Ms. Mueller’s parents said they received confirmation of her death, but they didn’t provide further details of the circumstances. The Islamic State extremist group said she was killed in a Jordanian airstrike in Syria, but U.S. and Jordanian officials have been skeptical of the claim. Last Friday, her family said they believed she could still be alive and had asked her captors to respond to a private communication they had sent.

Islamic State militants sent Ms. Mueller’s family a private message over the weekend with information about Ms. Mueller, said Bernadette Meehan, spokeswoman for the White House National Security Council. The U.S. intelligence community authenticated the information and determined Ms. Mueller was dead, Ms. Meehan said.

U.S. officials said the extremists sent photographs of Ms. Mueller that were used to confirm her death. The official said it was impossible from the photos to determine if she had been killed in the recent Jordanian air strikes as the group claimed. A second U.S. official said there was nothing in the photos to indicate that she had been killed in an air strike.

“Kayla was a compassionate and devoted humanitarian,” Ms. Mueller’s family said in a statement. “We are so proud of the person Kayla was and the work that she did while she was here with us. She lived with purpose, and we will work every day to honor her legacy.”

President Barack Obama in a statement offered condolences to the Mueller family and vowed to bring those responsible for her death to justice.

“Kayla represents what is best about America, and expressed her deep pride in the freedoms that we Americans enjoy, and that so many others strive for around the world,” he said. Mr. Obama has spoken with Ms. Mueller’s parents, relatives and administration officials said.

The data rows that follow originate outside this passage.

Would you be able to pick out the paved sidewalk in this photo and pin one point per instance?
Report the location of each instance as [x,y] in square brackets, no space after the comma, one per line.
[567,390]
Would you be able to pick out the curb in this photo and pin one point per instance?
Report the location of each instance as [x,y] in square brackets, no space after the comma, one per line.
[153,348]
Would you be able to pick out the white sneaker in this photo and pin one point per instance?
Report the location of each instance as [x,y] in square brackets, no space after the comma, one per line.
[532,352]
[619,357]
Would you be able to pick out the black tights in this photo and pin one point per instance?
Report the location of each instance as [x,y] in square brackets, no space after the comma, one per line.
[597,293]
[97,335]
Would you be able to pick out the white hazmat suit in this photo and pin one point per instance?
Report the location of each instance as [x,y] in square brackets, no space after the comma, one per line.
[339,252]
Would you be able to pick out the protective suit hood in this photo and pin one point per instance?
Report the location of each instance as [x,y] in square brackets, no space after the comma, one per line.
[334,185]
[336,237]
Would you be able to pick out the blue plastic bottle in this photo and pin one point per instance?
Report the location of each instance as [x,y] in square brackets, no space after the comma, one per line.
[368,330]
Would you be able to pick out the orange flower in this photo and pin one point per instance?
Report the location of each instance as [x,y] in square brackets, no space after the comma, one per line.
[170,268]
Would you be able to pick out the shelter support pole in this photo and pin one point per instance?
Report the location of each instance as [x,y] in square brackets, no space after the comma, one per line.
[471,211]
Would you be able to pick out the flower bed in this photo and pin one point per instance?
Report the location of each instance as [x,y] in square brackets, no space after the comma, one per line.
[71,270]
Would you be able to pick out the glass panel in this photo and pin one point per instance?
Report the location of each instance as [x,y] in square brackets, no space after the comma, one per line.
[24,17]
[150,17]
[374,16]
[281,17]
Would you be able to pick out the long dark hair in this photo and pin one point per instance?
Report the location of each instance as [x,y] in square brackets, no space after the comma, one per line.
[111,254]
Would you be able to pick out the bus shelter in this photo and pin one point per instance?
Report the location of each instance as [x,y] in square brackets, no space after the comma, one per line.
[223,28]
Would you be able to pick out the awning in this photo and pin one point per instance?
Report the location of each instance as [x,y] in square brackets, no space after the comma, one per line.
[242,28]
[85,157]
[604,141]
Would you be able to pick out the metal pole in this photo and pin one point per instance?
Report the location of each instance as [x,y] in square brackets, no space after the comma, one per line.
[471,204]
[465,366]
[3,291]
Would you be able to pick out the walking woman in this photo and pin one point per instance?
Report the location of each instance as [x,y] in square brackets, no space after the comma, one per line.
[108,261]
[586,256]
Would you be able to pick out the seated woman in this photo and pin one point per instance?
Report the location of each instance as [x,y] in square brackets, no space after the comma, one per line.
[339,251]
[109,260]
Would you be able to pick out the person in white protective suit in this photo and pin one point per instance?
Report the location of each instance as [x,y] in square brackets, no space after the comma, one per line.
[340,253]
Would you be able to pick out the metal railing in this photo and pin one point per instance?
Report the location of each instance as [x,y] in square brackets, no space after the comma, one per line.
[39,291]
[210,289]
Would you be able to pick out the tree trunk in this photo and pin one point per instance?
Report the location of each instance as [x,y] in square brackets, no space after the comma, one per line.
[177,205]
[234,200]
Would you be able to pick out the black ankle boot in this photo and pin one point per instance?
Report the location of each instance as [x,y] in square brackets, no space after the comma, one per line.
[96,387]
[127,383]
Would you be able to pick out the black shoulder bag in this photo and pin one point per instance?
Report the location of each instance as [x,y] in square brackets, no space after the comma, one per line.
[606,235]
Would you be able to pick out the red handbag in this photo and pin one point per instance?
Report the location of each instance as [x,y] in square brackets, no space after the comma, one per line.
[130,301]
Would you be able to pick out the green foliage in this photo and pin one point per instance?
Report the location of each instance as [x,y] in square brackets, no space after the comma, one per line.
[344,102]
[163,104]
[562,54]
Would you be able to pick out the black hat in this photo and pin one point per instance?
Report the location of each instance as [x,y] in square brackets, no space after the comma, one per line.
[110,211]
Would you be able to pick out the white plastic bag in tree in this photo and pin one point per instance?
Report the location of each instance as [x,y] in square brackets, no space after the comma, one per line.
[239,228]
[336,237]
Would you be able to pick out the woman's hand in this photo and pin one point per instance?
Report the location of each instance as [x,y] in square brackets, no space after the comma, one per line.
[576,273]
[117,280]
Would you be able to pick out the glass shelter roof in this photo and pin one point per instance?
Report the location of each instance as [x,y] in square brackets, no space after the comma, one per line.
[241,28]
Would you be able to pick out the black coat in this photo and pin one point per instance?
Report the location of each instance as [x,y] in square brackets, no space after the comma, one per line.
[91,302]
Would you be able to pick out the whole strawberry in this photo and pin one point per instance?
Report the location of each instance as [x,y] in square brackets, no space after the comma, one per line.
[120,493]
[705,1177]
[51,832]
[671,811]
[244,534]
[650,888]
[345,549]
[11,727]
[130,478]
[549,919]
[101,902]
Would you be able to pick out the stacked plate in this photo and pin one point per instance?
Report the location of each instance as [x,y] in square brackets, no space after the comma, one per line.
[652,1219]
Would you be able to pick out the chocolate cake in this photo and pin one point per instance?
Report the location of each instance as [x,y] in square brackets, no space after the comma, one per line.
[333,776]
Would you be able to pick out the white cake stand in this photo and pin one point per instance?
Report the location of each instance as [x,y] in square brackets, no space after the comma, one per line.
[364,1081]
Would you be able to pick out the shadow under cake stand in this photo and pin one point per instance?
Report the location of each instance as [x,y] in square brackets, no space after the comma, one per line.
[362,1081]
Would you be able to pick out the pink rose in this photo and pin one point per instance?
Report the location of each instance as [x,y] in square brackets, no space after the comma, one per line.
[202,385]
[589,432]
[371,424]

Islamic State killed three other American hostages last summer, all men, in gruesome beheading videos that were publicly released. The group also beheaded two British hostages last summer, and more recently, two Japanese hostages.

Islamic State also recently released a video of a Jordanian pilot who had been taken captive and was then burned alive. That video prompted an outcry among the U.S.-led coalition’s Arab partners and prompted Jordan to step up airstrikes. United Arab Emirates also recently rejoined the air campaign after a brief hiatus.

Administration officials blamed Ms. Mueller’s death on her long captivity by Islamic State, also known as ISIS and ISIL. “ISIL, and ISIL alone, is the reason Kayla is gone,” Secretary of State John Kerry said in a statement.

Ms. Mueller, who was 26 years old and from Arizona, traveled to the Turkey-Syria border region in December 2012 to work with aid organizations Support to Life and the Danish Refugee Council, according to her family. Relatives said she wanted to help refugees displaced by the Syrian civil war.

She had dedicated much of her postgraduate life to service work, her family said, including stints volunteering in India, Israel and the Palestinian territories, before traveling to the border region.

Islamic State extremists at one point asked for a ransom of $6.6 million for her release, according to a person involved in the negotiations, The Wall Street Journal reported last week. Another Islamic State demand was the release of Afia Siddiqui, a Pakistani imprisoned in the U.S.

The organization derives a substantial share of its income from holding hostages for ransom, counterterrorism officials have reported.

Talks stalled as the militants stopped responding to attempts to secure her release in the months after they claimed the killings of journalists James Foley and Steven Sotloff last year, people involved in the case said.